Semantic Search Examples

Practical examples of using semantic search with GrafitoDB in real-world scenarios.

Academic Paper Search

Build a semantic search system for academic papers with citation networks.

from grafito import GrafitoDatabase
from grafito.embedding_functions import SentenceTransformerEmbeddingFunction
from grafito.indexers import HNSWlibIndexer

# Initialize
db = GrafitoDatabase(':memory:')
embedder = SentenceTransformerEmbeddingFunction(
    model_name="all-MiniLM-L6-v2",
    normalize_embeddings=True
)

# Create vector index
indexer = HNSWlibIndexer(
    options={"metric": "cosine"},
    embedding_function=embedder
)
db.create_vector_index("papers_vec", indexer=indexer)

# Sample papers
papers = [
    {
        "title": "Attention Is All You Need",
        "abstract": "We propose a new simple network architecture, the Transformer...",
        "year": 2017,
        "authors": ["Vaswani", "Shazeer", "Parmar"]
    },
    {
        "title": "BERT: Pre-training of Deep Bidirectional Transformers",
        "abstract": "We introduce a new language representation model called BERT...",
        "year": 2018,
        "authors": ["Devlin", "Chang", "Lee", "Toutanova"]
    },
]

# Create paper nodes and embeddings
paper_nodes = {}
for paper in papers:
    node = db.create_node(
        labels=["Paper"],
        properties={
            "title": paper["title"],
            "abstract": paper["abstract"],
            "year": paper["year"]
        }
    )
    paper_nodes[paper["title"]] = node

    # Generate embedding from title + abstract
    text = f"{paper['title']}. {paper['abstract']}"
    vector = embedder([text])[0]
    db.upsert_embedding(node.id, vector, index="papers_vec")

# Create author nodes and relationships
for paper in papers:
    paper_node = paper_nodes[paper["title"]]
    for author_name in paper["authors"]:
        author = db.create_node(
            labels=["Author"],
            properties={"name": author_name}
        )
        db.create_relationship(paper_node.id, author.id, "AUTHORED_BY")

# Search semantically
results = db.semantic_search(
    "transformer architecture for NLP",
    k=10,
    index="papers_vec"
)

# Navigate citation network from results
for result in results:
    paper = result["node"]
    print(f"\nPaper: {paper.properties['title']} (score: {result['score']:.3f})")

    # Get authors
    authors = db.get_neighbors(paper.id, direction="outgoing", rel_type="AUTHORED_BY")
    author_names = [a.properties['name'] for a in authors]
    print(f"Authors: {', '.join(author_names)}")

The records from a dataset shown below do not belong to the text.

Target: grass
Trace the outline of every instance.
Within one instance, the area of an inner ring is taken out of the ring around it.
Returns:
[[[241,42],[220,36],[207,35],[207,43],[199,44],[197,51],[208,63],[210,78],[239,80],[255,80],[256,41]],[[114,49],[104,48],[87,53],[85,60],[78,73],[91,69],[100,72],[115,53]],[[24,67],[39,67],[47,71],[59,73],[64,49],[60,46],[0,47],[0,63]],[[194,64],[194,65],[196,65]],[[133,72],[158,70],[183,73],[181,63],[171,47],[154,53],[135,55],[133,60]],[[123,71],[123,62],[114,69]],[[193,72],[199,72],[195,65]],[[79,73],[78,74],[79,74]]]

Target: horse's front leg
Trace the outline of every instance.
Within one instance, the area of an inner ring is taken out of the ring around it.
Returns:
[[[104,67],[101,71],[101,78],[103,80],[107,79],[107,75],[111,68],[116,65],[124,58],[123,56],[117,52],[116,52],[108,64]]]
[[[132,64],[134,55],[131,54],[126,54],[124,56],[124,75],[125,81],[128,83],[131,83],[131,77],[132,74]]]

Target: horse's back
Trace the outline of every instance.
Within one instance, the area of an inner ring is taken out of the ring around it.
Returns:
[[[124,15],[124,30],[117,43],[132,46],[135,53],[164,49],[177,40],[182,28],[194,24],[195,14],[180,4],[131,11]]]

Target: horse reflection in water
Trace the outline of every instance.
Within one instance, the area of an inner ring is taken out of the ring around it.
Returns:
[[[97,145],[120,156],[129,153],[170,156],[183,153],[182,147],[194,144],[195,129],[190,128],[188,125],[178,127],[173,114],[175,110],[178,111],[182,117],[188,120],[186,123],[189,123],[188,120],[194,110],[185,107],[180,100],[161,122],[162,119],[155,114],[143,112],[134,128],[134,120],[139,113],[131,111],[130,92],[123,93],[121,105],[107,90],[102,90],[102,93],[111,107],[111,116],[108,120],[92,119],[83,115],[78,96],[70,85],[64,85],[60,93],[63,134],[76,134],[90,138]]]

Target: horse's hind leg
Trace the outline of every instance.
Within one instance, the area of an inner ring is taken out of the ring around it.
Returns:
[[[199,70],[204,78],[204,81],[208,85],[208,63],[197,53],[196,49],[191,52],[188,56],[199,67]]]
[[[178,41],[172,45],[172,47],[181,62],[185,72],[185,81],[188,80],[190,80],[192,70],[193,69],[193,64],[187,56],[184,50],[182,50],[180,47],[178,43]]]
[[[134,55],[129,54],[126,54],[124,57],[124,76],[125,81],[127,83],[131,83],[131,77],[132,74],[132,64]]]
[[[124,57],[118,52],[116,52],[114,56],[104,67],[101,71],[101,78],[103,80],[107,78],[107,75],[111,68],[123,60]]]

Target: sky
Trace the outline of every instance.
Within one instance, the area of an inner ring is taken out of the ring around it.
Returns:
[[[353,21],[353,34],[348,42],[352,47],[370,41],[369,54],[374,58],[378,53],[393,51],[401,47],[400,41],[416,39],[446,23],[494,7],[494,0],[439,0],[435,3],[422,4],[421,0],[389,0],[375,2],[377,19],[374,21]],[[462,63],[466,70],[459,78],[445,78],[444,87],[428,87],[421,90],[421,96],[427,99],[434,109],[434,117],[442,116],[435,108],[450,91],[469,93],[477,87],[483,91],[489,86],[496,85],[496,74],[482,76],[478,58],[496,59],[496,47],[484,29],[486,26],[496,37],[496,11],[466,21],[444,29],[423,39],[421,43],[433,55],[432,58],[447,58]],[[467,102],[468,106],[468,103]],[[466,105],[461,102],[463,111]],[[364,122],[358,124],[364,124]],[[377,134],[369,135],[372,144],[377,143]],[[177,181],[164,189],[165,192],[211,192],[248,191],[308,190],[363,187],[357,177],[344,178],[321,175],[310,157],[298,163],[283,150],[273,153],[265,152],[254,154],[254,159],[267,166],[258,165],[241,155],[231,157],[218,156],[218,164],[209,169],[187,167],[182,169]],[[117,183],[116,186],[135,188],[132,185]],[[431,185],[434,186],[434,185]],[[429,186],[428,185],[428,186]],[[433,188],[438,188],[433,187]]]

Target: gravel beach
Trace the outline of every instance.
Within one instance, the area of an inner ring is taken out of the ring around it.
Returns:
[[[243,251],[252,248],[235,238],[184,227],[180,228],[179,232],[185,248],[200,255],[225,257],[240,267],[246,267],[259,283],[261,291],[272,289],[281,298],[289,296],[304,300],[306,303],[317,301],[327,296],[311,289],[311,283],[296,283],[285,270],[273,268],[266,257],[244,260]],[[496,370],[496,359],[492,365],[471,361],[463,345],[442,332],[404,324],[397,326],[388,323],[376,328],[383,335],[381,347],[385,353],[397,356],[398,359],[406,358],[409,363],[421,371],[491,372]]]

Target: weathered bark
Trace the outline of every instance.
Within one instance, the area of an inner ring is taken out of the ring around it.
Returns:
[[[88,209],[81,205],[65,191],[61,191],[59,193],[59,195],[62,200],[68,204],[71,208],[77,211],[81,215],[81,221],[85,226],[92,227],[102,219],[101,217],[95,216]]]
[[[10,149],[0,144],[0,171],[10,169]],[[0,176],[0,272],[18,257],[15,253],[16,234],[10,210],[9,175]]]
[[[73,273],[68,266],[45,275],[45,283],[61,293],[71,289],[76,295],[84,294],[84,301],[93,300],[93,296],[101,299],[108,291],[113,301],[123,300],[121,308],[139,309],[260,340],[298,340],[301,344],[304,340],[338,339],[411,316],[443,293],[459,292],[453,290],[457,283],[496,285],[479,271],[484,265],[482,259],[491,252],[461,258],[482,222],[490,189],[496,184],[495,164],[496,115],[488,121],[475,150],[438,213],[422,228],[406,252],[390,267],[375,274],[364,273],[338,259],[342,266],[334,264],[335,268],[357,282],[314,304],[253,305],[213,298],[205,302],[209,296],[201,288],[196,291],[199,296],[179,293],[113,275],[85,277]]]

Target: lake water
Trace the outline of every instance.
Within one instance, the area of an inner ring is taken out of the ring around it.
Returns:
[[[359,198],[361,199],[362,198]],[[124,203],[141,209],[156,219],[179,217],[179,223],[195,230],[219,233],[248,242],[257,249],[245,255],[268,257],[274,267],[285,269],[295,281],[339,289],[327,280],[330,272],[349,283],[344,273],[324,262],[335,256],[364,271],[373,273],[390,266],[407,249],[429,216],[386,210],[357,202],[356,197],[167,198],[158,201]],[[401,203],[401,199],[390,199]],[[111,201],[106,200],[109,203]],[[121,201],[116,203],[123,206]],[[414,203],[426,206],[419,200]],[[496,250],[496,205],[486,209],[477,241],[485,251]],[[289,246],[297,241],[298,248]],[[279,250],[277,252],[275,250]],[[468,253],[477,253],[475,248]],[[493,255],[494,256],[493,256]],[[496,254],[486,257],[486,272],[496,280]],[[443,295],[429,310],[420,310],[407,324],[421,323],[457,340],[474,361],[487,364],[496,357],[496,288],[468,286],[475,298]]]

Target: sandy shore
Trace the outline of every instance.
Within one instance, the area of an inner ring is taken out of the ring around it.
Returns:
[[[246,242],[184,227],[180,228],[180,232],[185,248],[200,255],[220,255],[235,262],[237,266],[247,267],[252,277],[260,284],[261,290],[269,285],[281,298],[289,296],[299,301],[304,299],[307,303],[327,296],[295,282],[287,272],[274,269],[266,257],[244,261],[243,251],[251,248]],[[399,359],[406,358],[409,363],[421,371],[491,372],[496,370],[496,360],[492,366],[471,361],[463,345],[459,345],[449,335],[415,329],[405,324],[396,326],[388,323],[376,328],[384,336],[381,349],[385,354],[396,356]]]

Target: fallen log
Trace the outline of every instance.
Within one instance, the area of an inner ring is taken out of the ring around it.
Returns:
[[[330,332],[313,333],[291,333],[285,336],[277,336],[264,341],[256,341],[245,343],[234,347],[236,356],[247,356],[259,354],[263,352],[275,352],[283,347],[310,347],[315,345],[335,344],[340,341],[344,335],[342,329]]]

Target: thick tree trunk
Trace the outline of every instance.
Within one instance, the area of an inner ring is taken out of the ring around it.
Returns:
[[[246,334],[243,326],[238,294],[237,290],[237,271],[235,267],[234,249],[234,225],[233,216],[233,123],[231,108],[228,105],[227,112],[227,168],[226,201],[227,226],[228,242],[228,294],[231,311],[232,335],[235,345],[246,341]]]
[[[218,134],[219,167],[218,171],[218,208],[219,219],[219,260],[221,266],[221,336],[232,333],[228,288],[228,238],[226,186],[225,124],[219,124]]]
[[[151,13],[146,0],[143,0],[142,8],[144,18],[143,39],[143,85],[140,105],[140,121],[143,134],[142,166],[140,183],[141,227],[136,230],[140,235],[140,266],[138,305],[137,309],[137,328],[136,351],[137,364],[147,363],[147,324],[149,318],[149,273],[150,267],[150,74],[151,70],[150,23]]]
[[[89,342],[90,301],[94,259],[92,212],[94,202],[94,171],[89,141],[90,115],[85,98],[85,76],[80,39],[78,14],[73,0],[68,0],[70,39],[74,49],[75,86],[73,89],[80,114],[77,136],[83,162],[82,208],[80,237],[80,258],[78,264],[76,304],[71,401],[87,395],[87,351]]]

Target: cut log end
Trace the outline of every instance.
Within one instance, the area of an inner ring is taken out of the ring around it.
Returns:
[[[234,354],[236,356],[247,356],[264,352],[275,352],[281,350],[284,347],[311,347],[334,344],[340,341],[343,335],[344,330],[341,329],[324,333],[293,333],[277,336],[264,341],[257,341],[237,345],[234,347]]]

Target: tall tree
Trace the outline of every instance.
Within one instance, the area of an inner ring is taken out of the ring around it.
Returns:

    # Get citations (if we had them)
    # citations = db.get_neighbors(paper.id, direction="outgoing", rel_type="CITES")

E-commerce Product Search

Semantic product search with related product recommendations.

# Products with descriptions
products = [
    {
        "name": "UltraBook Pro 15",
        "description": "High-performance laptop with 16GB RAM, 512GB SSD, Intel i7 processor",
        "category": "Electronics",
        "price": 1299
    },
    {
        "name": "BaristaMaster Coffee Maker",
        "description": "Automatic drip coffee maker with programmable timer and thermal carafe",
        "category": "Kitchen",
        "price": 199
    },
    {
        "name": "ErgoChair Plus",
        "description": "Ergonomic office chair with lumbar support and adjustable armrests",
        "category": "Furniture",
        "price": 449
    },
]

# Create product nodes and embeddings
for product in products:
    node = db.create_node(
        labels=["Product"],
        properties=product
    )
    vector = embedder([product["description"]])[0]
    db.upsert_embedding(node.id, vector, index="products_vec")

# Natural language search
query = "machine for brewing coffee automatically"
results = db.semantic_search(
    query,
    k=5,
    index="products_vec",
    labels=["Product"]
)

for result in results:
    product = result["node"]
    print(f"{product.properties['name']}: ${product.properties['price']}")
    print(f"  Score: {result['score']:.3f}")
    print(f"  Description: {product.properties['description'][:80]}...")

RAG System with Graph Context

Build a Retrieval-Augmented Generation system with rich graph context.

def rag_query(db, user_question: str, embedder, llm_complete, k: int = 5):
    """
    Answer question using graph-enhanced RAG.

    Args:
        db: GrafitoDB instance
        user_question: The user's question
        embedder: Embedding function
        llm_complete: Function to call LLM with prompt
        k: Number of documents to retrieve
    """
    # 1. Semantic search for relevant documents
    query_vector = embedder([user_question])[0]
    results = db.semantic_search(query_vector, k=k, index="docs_vec")

    # 2. Gather graph context
    context_parts = []
    for result in results:
        doc = result["node"]

        # Document content
        context_parts.append(f"Document: {doc.properties['text']}")

        # Related entities from graph
        related = db.get_neighbors(doc.id, rel_type="MENTIONS")
        if related:
            entities = [n.properties.get('name') for n in related]
            context_parts.append(f"Related entities: {', '.join(entities)}")

        # Source metadata
        sources = db.get_neighbors(doc.id, rel_type="FROM_SOURCE")
        if sources:
            source_names = [s.properties.get('name') for s in sources]
            context_parts.append(f"Sources: {', '.join(source_names)}")

    # 3. Build prompt with rich context
    context = "\n\n".join(context_parts)
    prompt = f"""Context from knowledge graph:
{context}

Question: {user_question}

Answer:"""

    # 4. Send to LLM
    return llm_complete(prompt)

# Usage
# response = rag_query(db, "What are the main benefits of graph databases?", embedder, call_llm)

Healthcare: Symptom-Disease Matching

Match patient symptoms to diseases using semantic similarity.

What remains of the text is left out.